Я почувствовал себя виноватым. Не мог послать ответ раньше? А что бы изменилось? Он умер в молчании, потому что звезды уже не пели для него. Когда уходит мечта, она оставляет после себя пустоту…
Экзамены я завалил. Все до единого. Странно — в то время я не принял этого всерьез. Меня съели уравнения газодинамики. Я обещал разобраться в ударных волнах и разбирался весь январь. Когда подошел экзамен по квантам, я наскоро прочитал учебник и рассказал Вепрю странную сказочку о зарвавшемся электроне, вздумавшем подкопаться под силовой барьер. Вепрь с улыбкой заметил, что трудно ожидать знаний от студента, который не записывает лекции. Идите, Ряшенцев, придете в мае.
Что ж, приду в мае. В мае, когда над восточным горизонтом появится оранжевый блестящий Арктур, и я должен, обязан услышать его песню. Олегу я не звонил, не хотел являться к нему с пустыми руками и головой. В начале февраля не выдержал. Математика извела меня, я понял, что безнадежно туп, что теоретическая физика не моего ума дело. Три года спячки не проходят даром — это тривиально.
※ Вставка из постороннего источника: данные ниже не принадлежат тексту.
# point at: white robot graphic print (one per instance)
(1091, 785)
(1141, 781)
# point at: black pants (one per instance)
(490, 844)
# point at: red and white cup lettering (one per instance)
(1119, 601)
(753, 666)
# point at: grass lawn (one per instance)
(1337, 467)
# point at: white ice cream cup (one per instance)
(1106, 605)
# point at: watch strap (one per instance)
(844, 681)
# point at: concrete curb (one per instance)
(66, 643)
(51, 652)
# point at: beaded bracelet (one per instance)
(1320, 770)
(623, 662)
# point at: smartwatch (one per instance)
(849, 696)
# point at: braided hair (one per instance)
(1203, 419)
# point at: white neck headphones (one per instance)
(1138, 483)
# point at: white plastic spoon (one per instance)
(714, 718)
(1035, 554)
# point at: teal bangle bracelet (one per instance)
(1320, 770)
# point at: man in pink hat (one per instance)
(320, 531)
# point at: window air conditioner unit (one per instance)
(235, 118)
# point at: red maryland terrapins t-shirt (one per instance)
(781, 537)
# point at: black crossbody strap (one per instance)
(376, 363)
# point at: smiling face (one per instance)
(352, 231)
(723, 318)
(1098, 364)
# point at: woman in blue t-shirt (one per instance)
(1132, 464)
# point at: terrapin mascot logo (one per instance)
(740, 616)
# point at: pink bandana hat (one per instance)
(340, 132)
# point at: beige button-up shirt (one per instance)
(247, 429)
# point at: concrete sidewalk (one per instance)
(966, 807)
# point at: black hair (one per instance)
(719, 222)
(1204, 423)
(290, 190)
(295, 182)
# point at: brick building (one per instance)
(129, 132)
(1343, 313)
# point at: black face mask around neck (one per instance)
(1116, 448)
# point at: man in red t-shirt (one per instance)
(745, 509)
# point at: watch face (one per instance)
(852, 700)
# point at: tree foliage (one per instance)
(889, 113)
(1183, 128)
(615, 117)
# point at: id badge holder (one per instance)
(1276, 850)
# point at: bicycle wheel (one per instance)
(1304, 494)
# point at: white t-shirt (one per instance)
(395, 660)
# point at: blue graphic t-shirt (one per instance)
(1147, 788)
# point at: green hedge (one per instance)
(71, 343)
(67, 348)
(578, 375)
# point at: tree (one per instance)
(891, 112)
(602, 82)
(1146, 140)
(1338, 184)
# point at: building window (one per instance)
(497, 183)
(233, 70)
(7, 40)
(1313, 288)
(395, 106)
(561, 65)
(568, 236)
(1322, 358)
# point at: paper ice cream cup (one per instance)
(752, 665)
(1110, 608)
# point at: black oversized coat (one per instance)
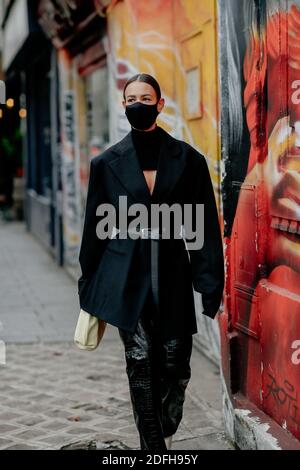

Олег долго молчал в трубку, потом сказал «м-да…», а я слушал это молчание и отлично представлял себе выражение лица Шпакова. Не справился… Не захотел думать… Разговора не получилось: Олег был чем-то занят. Одуванчик оказался единственным человеком, который, как мне казалось, интересовался моей персоной. Антон Федорович регулярно вызывал меня на кафедру и втолковывал прописные истины. Говорил, что если я не сдам к маю, то меня не допустят к летней сессии и могут попросту отчислить, а это совершенно недопустимо, и нужно работать, Ряшенцев! Как будто я не работал. Я удивлялся самому себе: откуда-то появилась способность заниматься по двенадцать часов в сутки, а ведь раньше я не мог заставить себя просидеть и шесть. Но говорить об успехе было рано, и только в начале марта я осмелился подойти к Одуванчику с просьбой изменить тему курсовой.